Falltown Gore

I was poking around East Colrain last week, something I’ve done quite a bit lately, there and in Heath, another upland jewel in our western hills. Along the way, I bumped into a man I first met when we were both Frontier Regional schoolboys. He happened to abut the parcel I was exploring and was out tidying-up his lawn and tinkering with his lawnmower on an refreshing spring afternoon, around 4.

The snow had finally melted enough for a comfortable, in places soggy, walk through the crackly woods, which I had already completed when I popped into my old schoolmate’s back yard and stopped to chat about this and that, beginning with the long-overdue arrival of spring in the hills behind my home. He too was happy to breathe fresh, warm spring air, which undoubtedly had lured him out for afternoon chores, but he was quick to point out that it was still winter in the gorge below, the one known to natives as Bernardston Gore, before that Falltown Gore, a natural obstruction that created hardships for pioneer on both sides.

“I drove through Green River Road this morning and it’s still winter down there, deep snow and ice on the steep banks near where the road washed out,” he said. “Take a ride if you don’t believe me. There’s still a ways to go down there.”

Knowing the unforgiving terrain in that deep ravine, I didn’t doubt him but had no interest in revisiting winter. I had my fill weeks ago, to be perfectly honest. But it did get me thinking about that “gore,” the one our earliest colonial settlers, some of them ancestors living just west of the Green River, found to be quite an obstacle in their daily travels, particularly Sunday treks of an ecclesiastical nature.

Going back to the original early 18th century land grants of Boston Townships 1 and 2, which have become northwestern Franklin County, a chunk of what is today Colrain along the western bank of the Green River belonged to Bernardston (Falltown), forcing residents to take an arduous, 14-mile weekly trip to church and back. The route meandered south through parts of the current Shelburne and Greenfield, then looped back north and east to Bernardston, presumably crossing the Green River near the Pumping Station ford. That trip became unnecessary once East Colrain built its own meeting house on Chandler Hill, but before Bernardston Gore inhabitants could attend the Colrain church, the colonial government in Boston had to annex it to Colrain, and, like any bureaucratic venture, it didn’t happen overnight.

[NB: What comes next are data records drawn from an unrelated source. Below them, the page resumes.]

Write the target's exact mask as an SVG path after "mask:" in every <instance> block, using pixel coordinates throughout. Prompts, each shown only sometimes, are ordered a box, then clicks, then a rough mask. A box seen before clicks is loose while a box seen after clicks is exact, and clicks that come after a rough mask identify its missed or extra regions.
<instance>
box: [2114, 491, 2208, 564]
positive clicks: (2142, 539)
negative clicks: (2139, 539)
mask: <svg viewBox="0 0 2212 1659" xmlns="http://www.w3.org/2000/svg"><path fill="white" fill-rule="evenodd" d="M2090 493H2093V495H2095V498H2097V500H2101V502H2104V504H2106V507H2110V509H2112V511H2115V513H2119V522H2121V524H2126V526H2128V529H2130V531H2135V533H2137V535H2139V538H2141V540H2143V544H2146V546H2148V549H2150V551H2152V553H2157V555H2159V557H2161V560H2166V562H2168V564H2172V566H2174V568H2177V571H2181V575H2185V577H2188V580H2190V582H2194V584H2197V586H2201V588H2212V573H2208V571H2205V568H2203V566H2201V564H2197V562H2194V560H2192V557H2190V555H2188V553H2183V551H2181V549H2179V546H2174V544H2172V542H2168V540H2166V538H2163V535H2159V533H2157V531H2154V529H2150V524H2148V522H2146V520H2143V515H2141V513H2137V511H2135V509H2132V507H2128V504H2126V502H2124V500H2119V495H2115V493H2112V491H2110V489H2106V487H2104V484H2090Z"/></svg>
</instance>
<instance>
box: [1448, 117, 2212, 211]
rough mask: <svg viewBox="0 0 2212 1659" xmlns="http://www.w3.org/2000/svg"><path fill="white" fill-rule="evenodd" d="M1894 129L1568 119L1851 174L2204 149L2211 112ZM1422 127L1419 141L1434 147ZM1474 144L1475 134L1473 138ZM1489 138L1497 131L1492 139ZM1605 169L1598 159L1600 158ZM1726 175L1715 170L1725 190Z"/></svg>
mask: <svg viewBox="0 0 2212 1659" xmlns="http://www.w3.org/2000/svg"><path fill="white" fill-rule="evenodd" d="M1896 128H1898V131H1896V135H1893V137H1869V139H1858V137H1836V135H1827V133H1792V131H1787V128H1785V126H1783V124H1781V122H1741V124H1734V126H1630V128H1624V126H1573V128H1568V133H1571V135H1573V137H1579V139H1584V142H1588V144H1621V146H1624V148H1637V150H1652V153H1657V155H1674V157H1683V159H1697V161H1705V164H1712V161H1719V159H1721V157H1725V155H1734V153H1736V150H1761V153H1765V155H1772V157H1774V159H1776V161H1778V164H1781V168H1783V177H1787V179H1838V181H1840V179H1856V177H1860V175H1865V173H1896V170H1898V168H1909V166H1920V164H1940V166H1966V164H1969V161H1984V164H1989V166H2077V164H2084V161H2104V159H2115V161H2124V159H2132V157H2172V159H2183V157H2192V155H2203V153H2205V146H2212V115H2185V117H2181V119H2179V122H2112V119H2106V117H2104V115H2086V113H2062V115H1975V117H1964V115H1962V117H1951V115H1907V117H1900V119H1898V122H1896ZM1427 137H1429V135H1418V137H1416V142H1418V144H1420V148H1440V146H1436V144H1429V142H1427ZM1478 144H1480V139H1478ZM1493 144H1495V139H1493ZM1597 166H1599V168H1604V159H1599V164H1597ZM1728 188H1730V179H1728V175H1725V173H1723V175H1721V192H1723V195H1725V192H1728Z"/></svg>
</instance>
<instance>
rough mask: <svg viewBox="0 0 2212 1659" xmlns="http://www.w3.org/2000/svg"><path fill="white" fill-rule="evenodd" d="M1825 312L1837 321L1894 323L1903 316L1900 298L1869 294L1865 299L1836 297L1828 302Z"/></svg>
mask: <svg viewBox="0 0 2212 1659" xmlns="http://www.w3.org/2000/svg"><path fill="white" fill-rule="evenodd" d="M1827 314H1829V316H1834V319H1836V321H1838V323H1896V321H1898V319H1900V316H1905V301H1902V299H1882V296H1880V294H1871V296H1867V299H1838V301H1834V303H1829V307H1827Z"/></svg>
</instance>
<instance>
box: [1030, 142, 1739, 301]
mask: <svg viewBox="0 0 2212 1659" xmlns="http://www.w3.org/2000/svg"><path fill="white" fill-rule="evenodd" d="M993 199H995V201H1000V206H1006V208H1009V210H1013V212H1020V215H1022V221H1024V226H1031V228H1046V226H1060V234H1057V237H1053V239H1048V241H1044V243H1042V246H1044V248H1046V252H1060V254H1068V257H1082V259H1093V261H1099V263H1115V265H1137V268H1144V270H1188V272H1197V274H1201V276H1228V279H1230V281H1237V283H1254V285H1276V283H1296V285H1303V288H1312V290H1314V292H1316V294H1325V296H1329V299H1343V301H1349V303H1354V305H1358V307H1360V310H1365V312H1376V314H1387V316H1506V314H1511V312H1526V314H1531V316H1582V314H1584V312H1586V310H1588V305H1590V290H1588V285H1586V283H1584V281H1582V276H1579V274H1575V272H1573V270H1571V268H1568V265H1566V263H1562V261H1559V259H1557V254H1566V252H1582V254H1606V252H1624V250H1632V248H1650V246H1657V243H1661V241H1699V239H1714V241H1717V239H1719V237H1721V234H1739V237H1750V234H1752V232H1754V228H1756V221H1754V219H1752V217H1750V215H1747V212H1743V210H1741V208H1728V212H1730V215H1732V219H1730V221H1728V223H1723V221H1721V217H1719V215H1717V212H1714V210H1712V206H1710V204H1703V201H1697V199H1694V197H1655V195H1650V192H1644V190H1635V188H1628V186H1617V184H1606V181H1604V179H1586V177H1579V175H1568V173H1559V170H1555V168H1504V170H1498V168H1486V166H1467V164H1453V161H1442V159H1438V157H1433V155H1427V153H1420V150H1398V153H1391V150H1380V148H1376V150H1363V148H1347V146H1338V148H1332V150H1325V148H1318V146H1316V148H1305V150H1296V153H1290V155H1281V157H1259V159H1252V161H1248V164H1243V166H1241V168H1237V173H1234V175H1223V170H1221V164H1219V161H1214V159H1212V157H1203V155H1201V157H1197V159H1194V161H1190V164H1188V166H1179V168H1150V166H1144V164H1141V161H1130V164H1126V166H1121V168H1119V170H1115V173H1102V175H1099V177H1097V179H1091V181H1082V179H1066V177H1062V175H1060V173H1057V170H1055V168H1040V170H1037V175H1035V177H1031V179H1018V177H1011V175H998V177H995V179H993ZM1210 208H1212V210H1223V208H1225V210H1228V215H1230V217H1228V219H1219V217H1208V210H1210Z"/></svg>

Having fished that section of the Green many times over the years, even way before I moved into “the neighborhood,” I am familiar with the steep, picturesque Falltown Gore and can sympathize with early inhabitants whose 1771 petition to Gov. Thomas Hutchinson I recently reviewed. The petitioners with names like Workman, Clark, Henry, and Lukas ask the governor to approve setting off their section of Bernardston to Colrain due to hardship in travel to and from church services. They cited difficulty crossing Green River when swollen, and the impossibility of building a road through the gorge as the main reasons for their request. Before 1780, the request was granted and Bernardston Gore became an extension of East Colrain. Today, trout fishing, swimming and deer hunting are the primary activities there. An east-west road through there has never been attempted and never will be. You just don’t cross geographic divides like Bernardston Gore. You follow them through or go around.